The only mention on that front was that X Money was launched in beta in November 2025.
“We also expect to grow advertising revenue per user and to diversify our advertiser base over time because of X’s compelling advertiser value proposition — large-scale user engagement, real-time content, and advanced AI-driven performance marketing tools,” the company said.
X’s ad revenue has declined significantly since Elon Musk took over the app in 2022. While there have been some signs of advertisers returning to the platform, the numbers in the filing suggest that the app is still a long way from regaining its advertiser momentum.

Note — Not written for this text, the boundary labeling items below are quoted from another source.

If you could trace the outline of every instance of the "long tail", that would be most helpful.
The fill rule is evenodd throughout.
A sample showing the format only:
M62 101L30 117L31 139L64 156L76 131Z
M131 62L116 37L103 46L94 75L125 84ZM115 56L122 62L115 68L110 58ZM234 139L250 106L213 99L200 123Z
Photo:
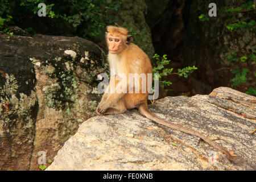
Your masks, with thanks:
M155 122L156 123L158 123L160 125L168 127L170 128L171 128L172 129L175 129L176 130L179 130L184 133L186 133L188 134L189 134L191 135L196 136L198 137L200 137L203 140L205 141L206 142L208 143L209 144L210 144L213 147L218 149L220 151L224 154L228 159L232 162L236 162L235 160L233 159L233 158L230 155L229 152L223 147L219 145L215 142L212 140L210 139L209 139L208 137L203 135L201 133L200 133L198 131L196 131L195 130L189 129L187 127L185 127L184 126L182 126L180 125L176 125L170 122L166 121L164 119L161 119L158 118L156 115L152 113L147 108L147 106L141 106L138 108L139 113L142 114L143 115L144 115L147 118L151 119Z

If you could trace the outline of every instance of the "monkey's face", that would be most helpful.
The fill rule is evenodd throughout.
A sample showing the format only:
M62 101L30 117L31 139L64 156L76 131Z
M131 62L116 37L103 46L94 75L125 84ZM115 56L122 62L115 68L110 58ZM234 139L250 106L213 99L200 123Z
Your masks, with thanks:
M125 43L121 36L113 36L109 33L106 36L106 42L109 52L118 54L125 47Z

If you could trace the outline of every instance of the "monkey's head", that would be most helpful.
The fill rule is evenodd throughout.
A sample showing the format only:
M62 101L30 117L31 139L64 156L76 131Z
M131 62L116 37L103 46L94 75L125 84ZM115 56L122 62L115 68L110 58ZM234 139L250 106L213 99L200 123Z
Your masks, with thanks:
M107 27L106 39L109 52L118 54L133 42L133 36L128 35L128 30L121 27Z

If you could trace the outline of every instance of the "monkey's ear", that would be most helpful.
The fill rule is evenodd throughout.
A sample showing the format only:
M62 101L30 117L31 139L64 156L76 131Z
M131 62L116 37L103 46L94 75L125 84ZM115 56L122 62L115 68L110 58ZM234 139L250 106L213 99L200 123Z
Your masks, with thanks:
M133 40L133 35L128 35L127 36L126 44L127 45L130 44L130 43L131 43Z

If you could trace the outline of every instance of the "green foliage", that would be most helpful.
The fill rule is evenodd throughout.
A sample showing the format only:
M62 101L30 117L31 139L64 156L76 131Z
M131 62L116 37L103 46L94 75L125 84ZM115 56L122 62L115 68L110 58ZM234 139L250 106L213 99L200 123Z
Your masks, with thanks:
M249 23L245 22L240 22L233 24L228 24L226 28L230 30L237 30L239 28L247 28L250 30L251 28L255 27L256 22L255 20L251 20ZM255 28L253 29L254 30Z
M164 55L162 58L160 59L160 56L157 53L155 53L152 58L155 59L156 65L156 67L153 67L153 73L158 73L158 78L159 79L164 76L172 74L177 75L179 77L187 78L189 74L193 73L195 70L197 69L197 68L195 65L193 65L193 67L189 66L182 69L178 69L177 73L172 73L174 68L164 68L164 67L168 65L169 63L171 61L170 60L167 60L166 55ZM160 86L162 88L172 84L171 82L164 80L161 80L159 82Z
M245 93L253 96L256 95L256 88L251 87L245 92Z
M91 40L96 36L102 39L105 36L104 28L118 20L113 14L118 10L122 1L56 0L53 2L50 0L0 0L0 17L5 19L2 22L9 20L7 15L15 17L14 24L18 24L20 19L26 18L27 20L38 17L38 11L41 9L38 7L39 3L44 3L46 5L47 16L40 18L44 21L47 18L52 19L50 21L51 23L47 25L47 28L51 28L52 26L55 28L65 28L73 36ZM5 27L0 26L0 31L7 32L3 28L7 28L10 25L10 23L5 23ZM29 33L34 34L35 32L32 29L34 27L22 28L26 29Z
M0 33L5 34L9 35L13 35L13 32L9 31L9 28L7 24L11 23L13 16L9 15L6 15L6 18L2 18L0 16Z
M237 53L236 51L232 51L231 55L230 55L228 52L226 52L225 54L225 56L226 56L230 61L236 62L239 61L239 59L237 58Z
M255 9L255 5L253 4L252 1L249 1L246 3L242 5L242 7L237 7L236 8L229 9L228 10L226 10L225 12L229 13L240 13L243 10L247 10L254 9Z
M188 75L193 73L193 72L196 69L197 69L197 68L196 68L195 65L193 65L193 67L188 66L183 69L178 69L177 73L179 73L179 77L183 76L187 78Z

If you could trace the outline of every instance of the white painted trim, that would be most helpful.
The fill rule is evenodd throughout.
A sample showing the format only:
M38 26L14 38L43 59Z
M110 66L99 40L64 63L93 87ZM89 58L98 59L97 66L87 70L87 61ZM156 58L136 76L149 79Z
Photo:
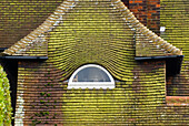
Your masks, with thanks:
M80 72L81 70L83 70L86 67L98 67L98 69L102 70L110 78L110 82L72 82L73 77L78 74L78 72ZM77 71L74 71L74 73L71 75L71 77L68 82L68 88L69 90L70 88L115 88L115 80L111 76L111 74L102 66L97 65L97 64L88 64L88 65L83 65L83 66L79 67Z

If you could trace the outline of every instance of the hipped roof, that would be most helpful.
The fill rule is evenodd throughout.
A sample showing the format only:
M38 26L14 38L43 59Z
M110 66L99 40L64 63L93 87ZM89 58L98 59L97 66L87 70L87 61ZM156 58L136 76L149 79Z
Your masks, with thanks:
M57 10L34 31L30 34L18 41L11 48L6 50L3 53L8 55L22 55L22 52L27 51L38 44L40 38L48 31L52 30L57 22L71 9L73 9L79 0L66 0L63 1ZM170 52L172 55L182 55L182 51L168 43L155 32L147 29L142 23L137 20L137 18L130 12L130 10L121 2L121 0L111 0L112 6L122 14L126 20L126 23L129 22L129 25L135 29L138 33L148 38L155 44L159 45L160 49L163 49Z

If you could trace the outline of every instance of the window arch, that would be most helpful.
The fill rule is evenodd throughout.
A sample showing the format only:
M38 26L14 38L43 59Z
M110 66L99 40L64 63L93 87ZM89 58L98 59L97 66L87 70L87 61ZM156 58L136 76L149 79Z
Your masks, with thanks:
M115 80L102 66L88 64L71 75L68 88L115 88Z

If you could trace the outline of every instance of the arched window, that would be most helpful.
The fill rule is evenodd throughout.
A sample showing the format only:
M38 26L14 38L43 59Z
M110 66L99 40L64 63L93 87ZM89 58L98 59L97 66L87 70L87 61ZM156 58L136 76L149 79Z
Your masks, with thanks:
M88 64L71 75L68 88L115 88L115 81L102 66Z

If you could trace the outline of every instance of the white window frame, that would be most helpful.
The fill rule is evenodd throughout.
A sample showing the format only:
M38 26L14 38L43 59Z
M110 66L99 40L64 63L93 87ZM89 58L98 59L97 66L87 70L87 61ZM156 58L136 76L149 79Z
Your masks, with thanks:
M110 82L73 82L73 77L78 74L78 72L80 72L81 70L86 67L98 67L102 70L110 78ZM68 82L68 88L69 90L70 88L115 88L115 80L111 76L111 74L102 66L97 65L97 64L88 64L88 65L83 65L79 67L78 70L73 72L73 74L71 75Z

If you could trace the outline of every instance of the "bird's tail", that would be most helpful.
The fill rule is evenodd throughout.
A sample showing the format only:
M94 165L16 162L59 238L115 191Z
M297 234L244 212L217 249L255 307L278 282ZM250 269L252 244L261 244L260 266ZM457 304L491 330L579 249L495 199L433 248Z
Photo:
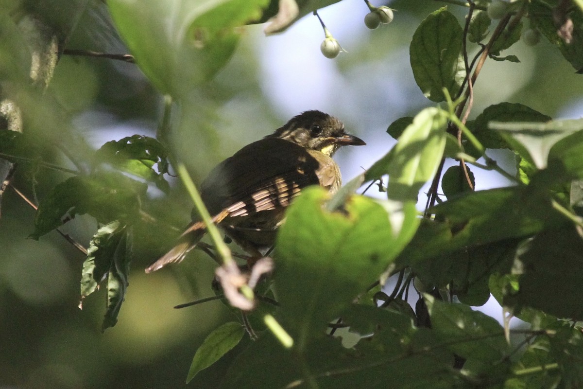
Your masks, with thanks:
M228 216L229 213L223 211L212 218L213 223L218 223ZM190 250L194 248L199 241L206 233L206 225L204 222L193 223L180 236L178 243L170 251L164 254L157 261L146 268L146 273L152 273L161 269L168 264L177 264L182 262Z

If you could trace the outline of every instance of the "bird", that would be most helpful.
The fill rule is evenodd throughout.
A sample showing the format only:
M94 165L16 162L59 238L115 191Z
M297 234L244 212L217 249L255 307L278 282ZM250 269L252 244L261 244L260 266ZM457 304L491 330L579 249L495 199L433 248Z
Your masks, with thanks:
M201 197L212 222L259 258L273 246L286 208L304 188L319 185L334 193L340 187L334 153L343 146L366 144L346 134L336 117L306 111L217 165L201 184ZM206 232L204 222L193 220L146 272L182 261Z

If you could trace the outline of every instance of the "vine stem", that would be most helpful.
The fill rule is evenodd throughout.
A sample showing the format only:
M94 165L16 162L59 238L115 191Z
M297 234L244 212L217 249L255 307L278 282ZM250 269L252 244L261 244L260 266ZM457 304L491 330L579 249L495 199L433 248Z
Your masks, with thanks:
M449 4L454 4L455 5L459 5L462 7L471 7L472 4L473 6L476 9L479 9L480 10L485 11L486 8L483 6L476 5L473 4L472 2L463 1L462 0L436 0L436 1L440 1L442 3L449 3Z
M482 67L484 66L484 63L486 62L486 58L488 58L488 55L490 54L490 51L492 47L492 45L496 40L500 37L500 34L504 31L504 29L506 28L506 26L508 24L510 20L510 17L512 16L511 15L508 14L505 16L498 23L496 26L496 29L494 30L492 33L492 36L490 37L490 40L488 41L488 43L486 45L484 48L483 51L482 52L482 55L480 56L480 58L476 64L476 68L473 71L473 73L472 74L472 76L469 77L469 74L468 72L466 72L466 77L468 78L468 84L471 84L473 86L476 84L476 80L477 79L478 75L480 74L480 72L482 70ZM521 16L518 16L519 18ZM464 42L465 41L465 36L464 36ZM465 46L464 46L465 47ZM464 48L464 55L467 57L467 52ZM469 70L469 69L468 69ZM458 105L455 115L458 118L461 118L462 114L463 113L464 109L466 107L466 104L468 102L468 100L470 97L470 90L473 93L473 89L472 87L468 87L466 89L464 92L464 97L462 101ZM468 109L471 109L471 106L468 106ZM469 112L467 112L468 115L469 115ZM459 131L458 128L458 131ZM431 185L429 190L429 192L428 193L427 202L425 205L425 211L424 212L424 216L425 217L429 216L429 209L433 207L435 205L435 202L437 198L437 190L439 185L439 181L441 178L442 171L443 170L443 167L445 163L445 159L441 159L441 163L440 164L439 167L437 169L437 173L436 173L435 177L433 178L433 181L431 182ZM469 178L469 177L467 177Z
M212 222L210 215L206 209L206 207L205 206L205 204L202 202L202 198L201 197L201 194L199 192L194 183L192 182L192 180L190 178L186 167L184 166L184 164L181 163L177 165L176 168L178 177L182 180L182 183L188 191L188 194L190 195L191 198L192 199L192 201L194 202L194 206L196 209L196 211L201 215L201 217L205 222L205 225L206 226L206 230L209 233L209 235L210 236L213 243L215 244L215 247L216 248L217 253L222 260L223 264L225 265L232 265L234 264L235 260L233 259L233 255L231 255L231 250L227 247L226 244L223 240L220 233L219 232L219 229Z

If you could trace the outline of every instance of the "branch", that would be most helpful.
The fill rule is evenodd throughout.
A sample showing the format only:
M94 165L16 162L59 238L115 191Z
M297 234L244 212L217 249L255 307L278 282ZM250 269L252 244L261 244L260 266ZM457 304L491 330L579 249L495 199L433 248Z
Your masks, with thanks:
M63 50L65 55L78 55L82 57L93 57L99 58L108 58L134 64L135 61L131 54L110 54L106 52L97 52L90 50L80 50L73 48L65 48Z
M29 198L26 195L24 195L24 194L22 193L22 192L16 189L13 185L10 184L10 187L12 188L12 190L16 192L16 194L20 196L20 198L22 198L22 199L24 200L27 204L30 205L31 208L34 209L34 211L37 211L38 209L38 207L37 206L34 204L34 203L33 203L32 201L29 199ZM59 233L61 234L62 237L65 238L65 239L67 241L72 244L75 248L76 248L79 251L82 253L83 255L87 255L87 249L85 248L85 247L84 247L80 243L78 243L75 239L72 238L70 235L65 234L64 232L63 232L59 229L57 228L55 229L57 230L58 233Z

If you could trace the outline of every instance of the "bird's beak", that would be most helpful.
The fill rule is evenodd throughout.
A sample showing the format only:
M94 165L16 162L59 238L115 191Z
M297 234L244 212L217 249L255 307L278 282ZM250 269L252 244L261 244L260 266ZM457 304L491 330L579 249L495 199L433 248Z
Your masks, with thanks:
M348 134L335 139L336 142L340 146L364 146L366 145L366 143L360 138Z

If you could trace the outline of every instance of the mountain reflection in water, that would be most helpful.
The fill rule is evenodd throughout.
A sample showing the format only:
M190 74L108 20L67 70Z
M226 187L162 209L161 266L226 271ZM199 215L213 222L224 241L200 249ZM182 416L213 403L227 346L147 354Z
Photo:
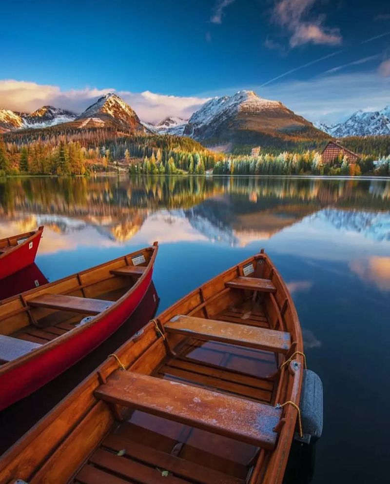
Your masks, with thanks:
M50 281L158 241L159 310L264 247L324 383L312 482L387 482L390 181L0 180L0 238L39 225L37 262ZM356 459L365 436L370 445Z

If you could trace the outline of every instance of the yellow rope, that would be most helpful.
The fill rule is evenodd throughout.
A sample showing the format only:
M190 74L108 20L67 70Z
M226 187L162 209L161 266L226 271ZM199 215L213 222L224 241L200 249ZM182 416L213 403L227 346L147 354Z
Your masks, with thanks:
M307 368L307 366L306 366L306 357L305 356L305 353L302 353L302 351L295 351L294 353L292 353L288 360L286 360L284 363L282 363L280 365L280 369L281 370L285 364L288 364L290 362L292 361L293 360L294 357L295 355L301 355L303 357L303 365L305 368Z
M120 366L122 370L124 370L125 371L126 371L126 367L123 364L123 363L122 363L122 362L121 362L121 361L119 359L119 358L117 357L117 355L115 354L115 353L112 353L111 355L108 355L109 358L110 358L110 356L112 356L114 358L115 358L115 359L118 362L118 363L119 364L119 366Z
M160 334L162 337L163 340L165 340L165 335L162 332L162 331L161 330L161 329L160 329L159 326L157 324L157 321L156 321L156 320L155 319L154 319L153 320L153 323L154 323L155 326L156 326L156 330L157 331L157 333L160 333Z
M290 405L292 405L292 406L295 409L296 411L298 412L298 424L299 427L299 436L301 439L303 437L303 431L302 428L302 420L301 420L301 409L298 406L296 403L294 403L293 402L292 402L291 400L288 400L287 402L285 402L284 403L276 403L276 406L278 408L282 408L287 405L288 403Z

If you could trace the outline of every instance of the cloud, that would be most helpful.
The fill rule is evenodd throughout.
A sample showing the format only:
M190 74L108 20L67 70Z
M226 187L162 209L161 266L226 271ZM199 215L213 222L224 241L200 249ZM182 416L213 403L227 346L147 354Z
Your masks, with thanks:
M346 64L343 64L342 65L337 66L337 67L329 69L327 71L323 72L323 74L331 74L333 72L337 72L338 71L340 71L342 69L345 69L346 67L348 67L350 65L360 65L361 64L364 64L366 62L370 62L370 60L373 60L374 59L377 59L380 56L380 54L376 54L374 56L370 56L369 57L363 57L362 59L358 59L357 60L353 60L353 62L349 62Z
M210 21L213 23L222 23L224 9L234 1L235 0L217 0L214 13L210 17Z
M80 113L100 96L115 91L112 87L99 89L88 87L62 91L58 86L15 80L0 80L0 109L31 112L45 104L50 104ZM208 100L169 96L150 91L116 92L145 121L159 121L168 116L188 118Z
M372 40L376 40L377 39L380 39L381 37L384 37L386 35L389 35L390 34L390 30L388 30L387 32L385 32L383 34L379 34L379 35L375 35L373 37L370 37L370 39L367 39L365 40L363 40L363 42L361 42L361 44L366 44L368 42L372 42Z
M384 60L378 68L378 72L382 77L390 76L390 59Z
M303 64L302 65L299 65L297 67L294 67L293 69L291 69L289 71L287 71L286 72L284 72L279 76L277 76L276 77L274 77L273 79L270 79L270 81L267 81L266 82L264 82L263 84L262 84L260 87L264 87L265 86L267 86L269 84L271 84L271 82L277 81L278 79L280 79L282 77L285 77L286 76L288 76L289 74L292 74L293 72L295 72L296 71L300 70L300 69L303 69L305 67L308 67L309 66L312 65L313 64L316 64L317 62L321 62L321 60L325 60L325 59L329 59L330 57L333 57L333 56L336 56L338 54L341 54L342 52L343 52L342 50L338 50L336 52L332 52L331 54L328 54L326 56L323 56L322 57L319 57L317 59L314 59L314 60L311 60L310 62L306 62L306 64Z
M311 121L326 123L344 121L358 109L382 109L390 100L390 77L381 77L375 71L340 73L246 88L262 97L281 101Z
M374 17L374 20L376 21L381 20L390 20L390 14L379 14Z
M273 8L272 17L275 23L287 29L290 36L292 47L311 43L337 45L342 38L338 28L330 28L323 25L325 16L310 20L304 20L313 6L315 0L278 0Z

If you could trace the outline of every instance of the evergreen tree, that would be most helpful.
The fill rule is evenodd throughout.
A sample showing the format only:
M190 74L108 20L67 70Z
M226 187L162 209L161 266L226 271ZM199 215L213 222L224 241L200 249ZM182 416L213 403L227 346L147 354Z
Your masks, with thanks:
M19 160L19 170L24 173L28 171L28 155L27 148L24 146L20 151L20 158Z

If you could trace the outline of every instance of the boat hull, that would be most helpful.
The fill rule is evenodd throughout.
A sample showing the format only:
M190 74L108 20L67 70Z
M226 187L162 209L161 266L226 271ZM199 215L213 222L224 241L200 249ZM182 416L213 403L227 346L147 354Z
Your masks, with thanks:
M115 311L102 315L95 324L25 363L0 375L0 410L30 395L83 358L114 333L131 315L146 293L153 268ZM108 355L107 355L108 356Z
M0 258L0 279L34 263L41 236L42 230L40 229L28 241L2 254Z

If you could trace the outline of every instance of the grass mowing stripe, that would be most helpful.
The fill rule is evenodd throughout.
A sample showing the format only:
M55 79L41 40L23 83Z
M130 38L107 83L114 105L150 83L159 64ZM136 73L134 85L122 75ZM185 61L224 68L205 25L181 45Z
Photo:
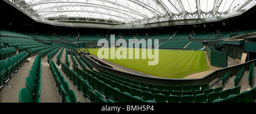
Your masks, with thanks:
M89 50L91 54L97 56L98 49ZM109 49L110 50L110 48ZM149 66L148 62L151 60L142 59L142 54L147 53L142 53L142 49L139 49L140 59L135 59L135 49L133 50L133 59L106 60L138 71L164 78L182 78L194 73L209 70L205 53L203 51L160 49L159 64ZM127 55L129 55L129 49L127 50L127 53L124 53L124 56ZM128 56L127 57L128 58Z

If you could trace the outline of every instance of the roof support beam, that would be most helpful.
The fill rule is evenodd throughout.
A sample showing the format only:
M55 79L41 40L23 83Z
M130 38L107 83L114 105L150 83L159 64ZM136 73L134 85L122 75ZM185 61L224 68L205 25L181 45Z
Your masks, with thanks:
M201 7L200 7L200 0L196 0L196 9L197 9L197 15L198 15L198 18L201 18Z
M212 8L212 16L215 16L215 15L216 15L217 11L218 11L220 5L222 2L222 0L215 0L213 7Z
M240 5L240 7L236 11L237 11L241 10L242 8L243 8L245 6L246 6L247 5L248 5L248 3L251 2L253 0L247 1L245 3L243 3L243 5Z

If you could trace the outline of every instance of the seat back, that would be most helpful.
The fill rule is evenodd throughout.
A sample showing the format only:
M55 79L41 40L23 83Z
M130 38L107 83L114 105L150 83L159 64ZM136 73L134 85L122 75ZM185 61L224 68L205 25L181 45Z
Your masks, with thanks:
M19 91L19 103L32 103L30 91L27 88L22 88Z
M27 88L30 91L31 95L32 95L35 91L35 83L34 83L33 79L30 77L26 77L25 78L25 84Z
M71 99L72 102L76 103L76 100L77 100L77 97L76 97L76 94L75 92L75 91L73 90L70 90L69 91L68 91L68 94Z
M164 95L156 94L154 94L154 98L157 103L166 103L166 96Z
M179 103L180 100L180 97L177 95L168 95L167 96L168 103Z
M193 103L193 96L184 95L180 96L180 103Z

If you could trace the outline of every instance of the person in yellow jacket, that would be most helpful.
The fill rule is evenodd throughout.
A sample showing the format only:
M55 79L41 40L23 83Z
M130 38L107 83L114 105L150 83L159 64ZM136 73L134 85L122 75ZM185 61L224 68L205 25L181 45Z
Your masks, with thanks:
M79 53L79 56L81 56L81 51L80 51L80 49L79 49L79 50L78 50L78 53Z

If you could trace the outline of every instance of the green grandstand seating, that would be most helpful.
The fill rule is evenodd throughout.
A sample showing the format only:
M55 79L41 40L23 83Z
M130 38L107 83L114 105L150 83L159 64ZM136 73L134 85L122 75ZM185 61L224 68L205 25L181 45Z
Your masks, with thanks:
M155 94L154 95L155 101L157 103L166 103L166 95L163 94Z
M143 91L142 98L144 100L153 100L154 94L148 91Z
M195 103L206 102L207 100L207 95L205 94L199 94L195 96Z
M180 103L193 103L192 95L184 95L180 96Z
M228 98L230 95L231 89L222 90L220 91L220 98Z
M210 92L207 95L207 102L213 102L220 98L220 91Z
M176 95L167 96L168 103L179 103L180 101L180 96Z

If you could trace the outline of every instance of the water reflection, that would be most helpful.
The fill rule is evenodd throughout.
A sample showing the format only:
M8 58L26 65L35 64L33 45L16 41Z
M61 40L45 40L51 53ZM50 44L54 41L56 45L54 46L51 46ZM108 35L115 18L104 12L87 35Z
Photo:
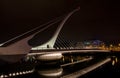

“We intend to drive further advertising revenue growth by improving our performance advertising capabilities, embedding AI to optimize ad campaigns, and launching richer ad formats, including those that increase advertiser return on ad spending and their spend with us,” the company said..
The filing also left the door open to ads in Grok. “Currently, Grok API access is not included in our advertising rates to advertisers,” the company said. “We do not currently sell or offer advertisers the ability to place ads on the Grok API.”
“Do not currently,” seems to indicate that this may be a consideration in future.
The document also outlined what xAI sees as the potential of its offering.“We believe Grok represents a differentiated approach to AI, grounded in a core objective of truth seeking and powered by continuous, proprietary access to real-time data inflows through its integration with X,” the company said. “With approximately 350 million daily posts, X enables freshness, relevance, and contextual awareness for Grok that we believe is a competitive differentiator.”
Given the concerns about X content overall, which some believe is dominated by bots and political influence operations, that may not be the selling point that X seems to believe. However, the company is pitching X usage as a key selling point for its AI projects, which also underlines why X is so keen to clean up its feed and remove spam and junk posts.
But the main focus of the SpaceX overview is the potential of its orbital data centers, and providing infrastructure to the next generation of AI projects.
A recently signed data center access deal between xAI andAnthropic will see Anthropic pay $15 billion per year for access to xAI’s Colossus data facilities, according to the filing.
The next stage of this is data centers in space, which SpaceX is confident will be a major opportunity.
“We believe our next trillion-dollar market is AI compute, and we expect to leverage our rockets and satellites for massive orbital deployments of AI infrastructure,” the company said. “We believe this AI compute infrastructure will help us develop and monetize the Grok model faster than other AI companies that are dependent on finite sources of power on Earth. No other company has built the capabilities to create value across all these end markets at scale.”
There’s some question here as to the potential of Grok itself to be able to capitalize on this, if the space data center plan actually works out, and it could be that SpaceX becomes an infrastructure provider, as opposed to an AI player in its own right.
But either way, orbital data centers are a big part of the company’s outlook, with the S-1 document also including a heap of depictions of spaceships and rockets launching.
Overall, the SpaceX filing provides an optimistic overview of an ambitious outlook, which largely hinges on non-tested space-based developments to solidify the company’s prospects.
The X app is a smaller player within this, and it’ll be interesting to see whether the social platform remains a key focus in the organization’s new push, or it gets relegated in favor of larger goals.